Shudder Saturday: The Nightshifter (2018)

A horror movie with a solid thriller idea at heart, this is an impressive piece of work from director Dennison Ramalho, who has been honing his craft over the past couple of decades with a selection of shorts (as well as his work as a writer on Embodiment Of Evil, the last full feature to be based completely around the character of Coffin Joe).

Daniel de Oliveira plays Stênio, a nightshift morgue worker who has a gift for speaking with the dead. Not in any standard way, there's no ouija board used here. They just start speaking to him. This leads to him learning a lot of secrets. When he decides to get revenge on the man who is having an affair with his wife, Stênio trades one of those secrets, subsequently cursing himself and those closest to him. Because secrets being taken to the grave aren't supposed to be shared around.

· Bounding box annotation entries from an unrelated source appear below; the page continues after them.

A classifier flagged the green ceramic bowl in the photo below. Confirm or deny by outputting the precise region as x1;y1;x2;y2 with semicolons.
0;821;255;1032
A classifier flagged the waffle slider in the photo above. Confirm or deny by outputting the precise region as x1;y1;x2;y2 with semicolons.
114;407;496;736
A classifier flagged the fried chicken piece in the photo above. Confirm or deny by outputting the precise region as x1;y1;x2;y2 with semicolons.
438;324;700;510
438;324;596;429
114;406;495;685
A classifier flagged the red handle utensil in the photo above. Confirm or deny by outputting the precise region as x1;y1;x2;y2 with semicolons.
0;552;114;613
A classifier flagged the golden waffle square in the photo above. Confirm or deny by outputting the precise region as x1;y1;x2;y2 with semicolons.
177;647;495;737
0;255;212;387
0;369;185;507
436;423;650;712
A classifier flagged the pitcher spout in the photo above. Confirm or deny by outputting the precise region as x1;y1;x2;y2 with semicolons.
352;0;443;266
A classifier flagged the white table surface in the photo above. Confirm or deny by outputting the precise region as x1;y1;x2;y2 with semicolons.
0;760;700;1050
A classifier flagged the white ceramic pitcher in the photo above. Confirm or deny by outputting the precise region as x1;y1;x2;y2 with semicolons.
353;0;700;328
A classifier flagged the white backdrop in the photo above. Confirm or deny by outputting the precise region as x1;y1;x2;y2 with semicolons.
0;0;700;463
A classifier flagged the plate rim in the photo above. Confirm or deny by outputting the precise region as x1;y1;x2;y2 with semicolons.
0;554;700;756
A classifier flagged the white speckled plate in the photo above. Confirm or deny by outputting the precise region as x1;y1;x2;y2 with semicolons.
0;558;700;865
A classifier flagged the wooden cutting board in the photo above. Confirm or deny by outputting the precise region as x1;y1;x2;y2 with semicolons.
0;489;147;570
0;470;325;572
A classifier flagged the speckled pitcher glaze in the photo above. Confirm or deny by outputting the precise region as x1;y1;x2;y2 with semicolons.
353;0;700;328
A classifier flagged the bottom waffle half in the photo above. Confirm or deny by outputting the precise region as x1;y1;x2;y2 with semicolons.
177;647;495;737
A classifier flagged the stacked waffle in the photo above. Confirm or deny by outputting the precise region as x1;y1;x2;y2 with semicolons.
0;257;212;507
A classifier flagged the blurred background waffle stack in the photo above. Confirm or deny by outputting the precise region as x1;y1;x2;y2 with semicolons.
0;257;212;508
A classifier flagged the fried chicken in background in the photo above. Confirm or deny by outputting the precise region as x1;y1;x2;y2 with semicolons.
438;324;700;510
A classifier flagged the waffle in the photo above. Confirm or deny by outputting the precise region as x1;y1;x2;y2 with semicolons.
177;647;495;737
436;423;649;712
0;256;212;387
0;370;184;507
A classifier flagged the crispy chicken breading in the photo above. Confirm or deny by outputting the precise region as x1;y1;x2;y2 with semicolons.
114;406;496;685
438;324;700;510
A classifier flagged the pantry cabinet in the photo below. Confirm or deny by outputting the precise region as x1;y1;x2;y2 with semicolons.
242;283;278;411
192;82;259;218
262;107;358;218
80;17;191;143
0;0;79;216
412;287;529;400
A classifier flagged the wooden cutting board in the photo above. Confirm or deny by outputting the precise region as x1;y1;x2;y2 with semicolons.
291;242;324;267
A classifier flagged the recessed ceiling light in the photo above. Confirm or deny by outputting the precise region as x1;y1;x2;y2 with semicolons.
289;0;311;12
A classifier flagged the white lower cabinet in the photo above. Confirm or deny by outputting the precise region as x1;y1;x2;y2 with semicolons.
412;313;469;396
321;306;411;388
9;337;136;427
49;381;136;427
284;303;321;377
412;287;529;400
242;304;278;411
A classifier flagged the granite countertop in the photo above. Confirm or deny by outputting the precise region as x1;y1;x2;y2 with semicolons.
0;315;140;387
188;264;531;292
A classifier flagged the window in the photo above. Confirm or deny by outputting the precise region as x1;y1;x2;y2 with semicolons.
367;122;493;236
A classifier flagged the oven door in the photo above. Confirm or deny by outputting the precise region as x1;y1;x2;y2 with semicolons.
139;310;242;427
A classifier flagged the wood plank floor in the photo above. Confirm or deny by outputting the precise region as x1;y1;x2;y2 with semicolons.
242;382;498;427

Starting off with the kind of visceral sights you would expect to see in a morgue, and also taking no time at all to show the unique gift that Stênio has, The Nightshifter quickly shows that it is taking viewers through territory that is outright horror. That's a good way to present the material, front-loading with the gore and the supernatural core, because once events begin to unfold it becomes easier to view this as an impressive noir, albeit one wearing a blood-spattered overcoat.

Ramalho manages to distract you further from this realisation, thanks to his skilful direction and his work co-writing the script with Cláudia Jouvin (adapting a novel by Marco de Castro). That's not to say that he skimps on any solid scares, or further helpings of gore. You get both throughout the movie, it's just that they're more sparingly used than they could have been, and the film is all the better for it. The focus is on one man, the one bad decision he makes and the repercussions of that. You know . . . much like a lot of other noirs.

De Oliveira is very good in the lead role, believable even when surrounded by corpses that are much more talkative than usual. He also perfectly portrays the growing desperation of a man becoming more boxed in by a growing threat, always trying to protect his loved ones ahead of anyone else. Fabiula Nascimento is equally good in a very different role. She plays Odete, the unfaithful wife, and gets to deliver a number of succinctly menacing lines of dialogue. The other main cast member to mention is Bianca Comparato, doing well in the role of a young woman who ends up unwittingly singled out as a suitable sacrifice to end the curse.

A very impressive first feature from Ramalho, this is a highly entertaining blend of standard scares, some more offbeat moments, and the failings of human nature. I recommend it to both horror fans and those who don't mind their thrillers with a bit more blood 'n' guts than most.

8/10

The Nightshifter is currently available on Shudder.